TEMPO Interaktif, BANDUNG - Jumlah penderita gangguan kejiwaan di Jawa Barat diperkirakan meningkat dari 20 menjadi 30 persen dari total populasi. Salah satu penyebabnya adalah bencana seperti banjir dan gempa bumi.
"Penderita gangguan jiwa di Jabar mungkin kini menjadi 30 persen," kata Kepala Sub Direktorat Bina Pelayanan Kesehatan Jiwa di Sarana Kesehatan Departemen Kesehatan Eka Viora di Bandung.
Korban banjir di daerah Kabupaten Bandung, Bekasi, dan Karawang, rentan depresi. Begitu pun, katanya, korban gempa bumi Tasikmalaya beberapa bulan lalu. "Orang yang traumatik mengalami gangguan jiwa saat bencana mencapai 70-80 persen," ujarnya.

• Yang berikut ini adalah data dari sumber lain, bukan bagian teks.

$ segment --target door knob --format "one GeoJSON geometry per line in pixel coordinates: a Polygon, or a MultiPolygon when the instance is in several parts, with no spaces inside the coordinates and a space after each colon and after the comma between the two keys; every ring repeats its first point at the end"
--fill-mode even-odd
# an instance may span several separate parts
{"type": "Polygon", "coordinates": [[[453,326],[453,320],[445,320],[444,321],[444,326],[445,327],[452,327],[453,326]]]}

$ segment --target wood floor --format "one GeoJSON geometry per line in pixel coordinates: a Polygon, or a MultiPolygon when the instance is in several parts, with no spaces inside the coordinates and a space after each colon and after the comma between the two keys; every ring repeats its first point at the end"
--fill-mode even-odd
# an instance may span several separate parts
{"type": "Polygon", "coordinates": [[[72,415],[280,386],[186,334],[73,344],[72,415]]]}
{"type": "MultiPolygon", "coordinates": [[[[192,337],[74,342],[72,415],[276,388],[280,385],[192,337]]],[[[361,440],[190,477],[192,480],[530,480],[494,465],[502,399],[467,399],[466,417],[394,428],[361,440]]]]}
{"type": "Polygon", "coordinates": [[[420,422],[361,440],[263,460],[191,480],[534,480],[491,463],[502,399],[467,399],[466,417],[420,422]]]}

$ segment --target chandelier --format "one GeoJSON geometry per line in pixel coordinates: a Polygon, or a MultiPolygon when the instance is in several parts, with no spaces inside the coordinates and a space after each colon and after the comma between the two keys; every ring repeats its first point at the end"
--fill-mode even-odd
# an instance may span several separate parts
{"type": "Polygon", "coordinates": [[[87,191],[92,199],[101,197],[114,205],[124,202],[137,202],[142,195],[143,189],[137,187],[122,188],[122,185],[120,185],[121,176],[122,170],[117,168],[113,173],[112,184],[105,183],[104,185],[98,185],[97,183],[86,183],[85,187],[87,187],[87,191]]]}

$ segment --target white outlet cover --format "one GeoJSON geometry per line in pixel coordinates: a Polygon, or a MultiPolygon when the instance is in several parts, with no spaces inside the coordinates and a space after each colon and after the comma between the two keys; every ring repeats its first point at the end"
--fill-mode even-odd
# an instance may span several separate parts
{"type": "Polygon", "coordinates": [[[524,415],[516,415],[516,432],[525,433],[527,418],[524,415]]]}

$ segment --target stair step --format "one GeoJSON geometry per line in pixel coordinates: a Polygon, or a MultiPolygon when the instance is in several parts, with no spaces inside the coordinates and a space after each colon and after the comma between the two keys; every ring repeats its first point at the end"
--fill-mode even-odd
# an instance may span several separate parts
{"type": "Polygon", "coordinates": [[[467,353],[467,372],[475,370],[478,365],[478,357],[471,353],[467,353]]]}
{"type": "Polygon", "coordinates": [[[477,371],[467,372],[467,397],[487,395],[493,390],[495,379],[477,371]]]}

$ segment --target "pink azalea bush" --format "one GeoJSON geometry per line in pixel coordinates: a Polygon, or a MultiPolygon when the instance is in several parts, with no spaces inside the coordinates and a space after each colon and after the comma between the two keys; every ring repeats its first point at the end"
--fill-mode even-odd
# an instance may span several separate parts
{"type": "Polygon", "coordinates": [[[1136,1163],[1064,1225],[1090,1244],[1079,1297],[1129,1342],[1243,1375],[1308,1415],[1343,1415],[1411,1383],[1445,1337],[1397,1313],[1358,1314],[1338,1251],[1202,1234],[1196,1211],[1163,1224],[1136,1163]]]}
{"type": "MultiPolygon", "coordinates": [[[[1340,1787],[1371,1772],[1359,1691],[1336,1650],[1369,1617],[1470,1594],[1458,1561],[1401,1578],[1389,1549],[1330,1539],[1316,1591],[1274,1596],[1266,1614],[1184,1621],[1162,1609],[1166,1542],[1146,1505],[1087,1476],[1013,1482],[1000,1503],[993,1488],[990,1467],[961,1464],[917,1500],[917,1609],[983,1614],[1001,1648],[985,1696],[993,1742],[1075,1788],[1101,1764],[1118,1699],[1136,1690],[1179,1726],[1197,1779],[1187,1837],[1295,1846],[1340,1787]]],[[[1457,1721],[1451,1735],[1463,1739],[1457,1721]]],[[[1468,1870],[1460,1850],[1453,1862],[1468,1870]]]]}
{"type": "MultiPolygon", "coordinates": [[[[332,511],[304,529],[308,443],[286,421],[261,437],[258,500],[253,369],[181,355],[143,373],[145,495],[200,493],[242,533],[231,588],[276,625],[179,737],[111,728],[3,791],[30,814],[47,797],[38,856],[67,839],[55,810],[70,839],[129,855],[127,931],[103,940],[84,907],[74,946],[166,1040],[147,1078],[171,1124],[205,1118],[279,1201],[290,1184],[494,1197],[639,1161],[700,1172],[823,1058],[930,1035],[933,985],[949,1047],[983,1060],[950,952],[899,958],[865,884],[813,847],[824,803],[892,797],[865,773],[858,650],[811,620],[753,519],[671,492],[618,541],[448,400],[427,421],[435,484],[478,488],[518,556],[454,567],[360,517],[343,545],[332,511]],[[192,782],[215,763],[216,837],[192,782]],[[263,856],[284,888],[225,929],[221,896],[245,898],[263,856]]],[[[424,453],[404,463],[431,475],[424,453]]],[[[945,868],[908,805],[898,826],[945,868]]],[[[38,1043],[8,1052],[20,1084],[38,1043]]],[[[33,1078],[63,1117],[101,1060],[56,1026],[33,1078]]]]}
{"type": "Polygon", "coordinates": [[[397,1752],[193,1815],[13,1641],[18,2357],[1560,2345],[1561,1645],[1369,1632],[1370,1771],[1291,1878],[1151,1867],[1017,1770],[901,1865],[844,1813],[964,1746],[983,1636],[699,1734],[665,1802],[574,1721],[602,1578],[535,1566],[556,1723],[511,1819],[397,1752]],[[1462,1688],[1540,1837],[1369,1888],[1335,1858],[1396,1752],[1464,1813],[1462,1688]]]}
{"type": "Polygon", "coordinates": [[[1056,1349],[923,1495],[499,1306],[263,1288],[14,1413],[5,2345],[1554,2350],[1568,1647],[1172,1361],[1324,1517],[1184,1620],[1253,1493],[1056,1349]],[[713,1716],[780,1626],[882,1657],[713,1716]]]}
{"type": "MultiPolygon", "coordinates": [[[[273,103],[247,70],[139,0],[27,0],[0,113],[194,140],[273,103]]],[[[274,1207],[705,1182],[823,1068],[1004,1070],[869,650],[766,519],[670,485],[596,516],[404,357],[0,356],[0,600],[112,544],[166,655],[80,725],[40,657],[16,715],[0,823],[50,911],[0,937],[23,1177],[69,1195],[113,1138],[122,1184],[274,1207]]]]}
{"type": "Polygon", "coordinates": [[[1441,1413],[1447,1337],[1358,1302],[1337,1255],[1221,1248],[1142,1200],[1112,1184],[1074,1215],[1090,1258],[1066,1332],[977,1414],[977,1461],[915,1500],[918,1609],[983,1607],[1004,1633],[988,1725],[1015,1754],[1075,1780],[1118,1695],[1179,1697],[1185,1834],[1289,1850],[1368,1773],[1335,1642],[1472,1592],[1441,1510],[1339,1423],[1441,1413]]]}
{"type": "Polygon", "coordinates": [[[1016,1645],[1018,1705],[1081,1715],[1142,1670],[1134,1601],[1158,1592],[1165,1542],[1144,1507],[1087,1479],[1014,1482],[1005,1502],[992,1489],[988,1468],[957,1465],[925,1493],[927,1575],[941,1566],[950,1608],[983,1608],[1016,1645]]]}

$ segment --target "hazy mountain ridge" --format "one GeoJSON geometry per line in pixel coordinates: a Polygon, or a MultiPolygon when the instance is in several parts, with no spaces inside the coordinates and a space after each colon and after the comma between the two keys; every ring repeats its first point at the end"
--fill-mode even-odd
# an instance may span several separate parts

Gangguan itu misalnya susah tidur, mimpi buruk, dan merasa tertekan. "Itu kondisi normal dalam situasi abnormal," katanya. Gejala awal itu harusnya segera diatasi agar tak menjadi berat.
Berdasarkan riset kesehatan 2007, propinsi Jawa Barat menempati urutan teratas dalam peringkat gangguan jiwa. Angka rata-ratanya 20 persen dari total populasi penduduknya sebanyak 40 juta orang lebih.
Lima kabupaten teratas yaitu Purwakarta (31,9 persen), Cirebon, Garut, Tasikmalaya, dan Ciamis. Kondisi itu jauh di atas angka rata-rata nasional, yaitu 11,6 persen. Dari jumlah itu, 60 ribu orang atau 0,2 persen mengalami gangguan jiwa berat.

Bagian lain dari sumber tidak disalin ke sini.